核心数据块解码器应尽可能快，因此我们将同时跟踪多个单元格到CellScanner上方的层上的复杂性和性能费用提高了。
current（）方法将返回对Cell实现的引用。此引用可能会或可能不会指向可重复使用的单元实现，因此CellScanner的用户不应例如累积单元列表。所有引用都可能指向同一对象，这将是基础Cell的最新状态。
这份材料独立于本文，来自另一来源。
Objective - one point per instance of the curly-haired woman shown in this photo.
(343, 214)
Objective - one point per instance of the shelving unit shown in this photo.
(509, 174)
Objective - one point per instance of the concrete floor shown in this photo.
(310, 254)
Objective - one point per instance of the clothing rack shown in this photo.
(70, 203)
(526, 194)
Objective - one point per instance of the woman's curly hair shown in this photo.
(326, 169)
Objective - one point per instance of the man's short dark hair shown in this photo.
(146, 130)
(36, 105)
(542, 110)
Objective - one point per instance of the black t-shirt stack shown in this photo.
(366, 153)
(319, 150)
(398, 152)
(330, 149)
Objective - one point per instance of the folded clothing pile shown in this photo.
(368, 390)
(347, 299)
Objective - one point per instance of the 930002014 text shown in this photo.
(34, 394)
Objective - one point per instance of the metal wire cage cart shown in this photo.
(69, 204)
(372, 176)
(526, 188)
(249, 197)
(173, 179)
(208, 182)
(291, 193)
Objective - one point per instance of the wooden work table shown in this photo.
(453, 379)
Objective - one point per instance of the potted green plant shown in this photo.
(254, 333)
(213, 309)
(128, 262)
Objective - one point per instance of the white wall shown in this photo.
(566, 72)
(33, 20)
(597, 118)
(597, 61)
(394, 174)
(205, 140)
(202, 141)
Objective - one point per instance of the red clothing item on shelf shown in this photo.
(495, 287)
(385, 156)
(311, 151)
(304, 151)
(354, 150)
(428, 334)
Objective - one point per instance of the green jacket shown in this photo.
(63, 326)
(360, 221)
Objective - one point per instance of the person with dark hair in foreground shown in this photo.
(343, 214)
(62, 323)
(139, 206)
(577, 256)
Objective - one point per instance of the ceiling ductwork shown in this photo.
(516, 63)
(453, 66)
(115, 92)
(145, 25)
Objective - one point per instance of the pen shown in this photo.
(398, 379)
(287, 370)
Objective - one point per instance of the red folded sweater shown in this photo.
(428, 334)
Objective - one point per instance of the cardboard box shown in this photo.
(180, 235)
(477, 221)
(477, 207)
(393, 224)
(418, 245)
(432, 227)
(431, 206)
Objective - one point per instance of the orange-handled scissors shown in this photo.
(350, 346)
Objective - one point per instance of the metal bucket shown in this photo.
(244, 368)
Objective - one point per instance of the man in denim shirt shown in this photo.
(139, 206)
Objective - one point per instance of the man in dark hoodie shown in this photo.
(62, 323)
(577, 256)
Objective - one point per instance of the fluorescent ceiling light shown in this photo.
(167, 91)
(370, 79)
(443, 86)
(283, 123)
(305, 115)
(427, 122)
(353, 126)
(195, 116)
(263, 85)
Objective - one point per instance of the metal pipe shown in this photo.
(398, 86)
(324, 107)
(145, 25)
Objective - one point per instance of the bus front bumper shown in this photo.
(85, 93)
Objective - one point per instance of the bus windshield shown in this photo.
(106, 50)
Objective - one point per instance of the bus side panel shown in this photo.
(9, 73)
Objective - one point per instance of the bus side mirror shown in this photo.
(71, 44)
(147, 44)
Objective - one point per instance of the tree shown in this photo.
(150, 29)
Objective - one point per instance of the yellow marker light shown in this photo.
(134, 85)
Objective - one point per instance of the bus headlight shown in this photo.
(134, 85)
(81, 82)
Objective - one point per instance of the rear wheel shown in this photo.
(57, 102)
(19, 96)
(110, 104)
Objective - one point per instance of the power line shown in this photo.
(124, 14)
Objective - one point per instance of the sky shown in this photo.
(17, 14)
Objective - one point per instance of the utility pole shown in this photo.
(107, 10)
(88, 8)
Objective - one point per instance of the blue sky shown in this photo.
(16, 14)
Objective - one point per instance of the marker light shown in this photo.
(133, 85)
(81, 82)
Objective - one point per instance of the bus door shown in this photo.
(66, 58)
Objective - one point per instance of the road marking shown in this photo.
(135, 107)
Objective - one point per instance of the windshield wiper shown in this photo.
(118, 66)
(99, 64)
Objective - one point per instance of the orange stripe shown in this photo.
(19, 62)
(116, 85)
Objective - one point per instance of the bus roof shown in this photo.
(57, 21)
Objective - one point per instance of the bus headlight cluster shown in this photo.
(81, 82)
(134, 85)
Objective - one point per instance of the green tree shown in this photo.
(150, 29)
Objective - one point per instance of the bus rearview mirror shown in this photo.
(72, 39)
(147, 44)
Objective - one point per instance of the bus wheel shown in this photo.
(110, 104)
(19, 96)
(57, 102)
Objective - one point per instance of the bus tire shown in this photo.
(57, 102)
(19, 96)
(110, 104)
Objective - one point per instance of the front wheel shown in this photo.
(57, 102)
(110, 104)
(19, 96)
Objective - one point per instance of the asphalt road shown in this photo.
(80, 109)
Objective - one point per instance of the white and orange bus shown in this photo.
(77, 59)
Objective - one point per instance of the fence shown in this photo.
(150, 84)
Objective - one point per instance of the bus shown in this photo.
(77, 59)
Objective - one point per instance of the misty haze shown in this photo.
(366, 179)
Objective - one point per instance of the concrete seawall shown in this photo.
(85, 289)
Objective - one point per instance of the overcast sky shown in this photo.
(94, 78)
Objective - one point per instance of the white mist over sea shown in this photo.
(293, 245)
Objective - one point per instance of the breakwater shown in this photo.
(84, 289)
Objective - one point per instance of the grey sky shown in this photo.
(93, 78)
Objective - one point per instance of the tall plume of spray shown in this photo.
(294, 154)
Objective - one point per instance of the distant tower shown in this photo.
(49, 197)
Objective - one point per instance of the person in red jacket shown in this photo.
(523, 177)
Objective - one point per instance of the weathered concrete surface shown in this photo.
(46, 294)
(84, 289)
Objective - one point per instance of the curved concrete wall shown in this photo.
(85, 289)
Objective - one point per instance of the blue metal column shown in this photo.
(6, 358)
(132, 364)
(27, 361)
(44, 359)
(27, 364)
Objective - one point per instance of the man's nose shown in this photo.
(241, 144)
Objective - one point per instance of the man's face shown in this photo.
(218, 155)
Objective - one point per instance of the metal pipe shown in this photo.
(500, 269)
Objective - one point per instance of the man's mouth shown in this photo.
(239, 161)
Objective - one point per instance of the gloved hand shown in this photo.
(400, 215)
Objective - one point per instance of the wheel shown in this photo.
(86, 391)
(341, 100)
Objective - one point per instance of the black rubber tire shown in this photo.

简而言之，细胞是可变的。
典型用法：

   while (scanner.advance()) {Cell cell = scanner.current();// do something}

通常用于阅读由org.apache.hadoop.hbase.io.CellOutputStream编写的Cell。
方法

public abstract org.apache.hadoop.hbase.Cell current()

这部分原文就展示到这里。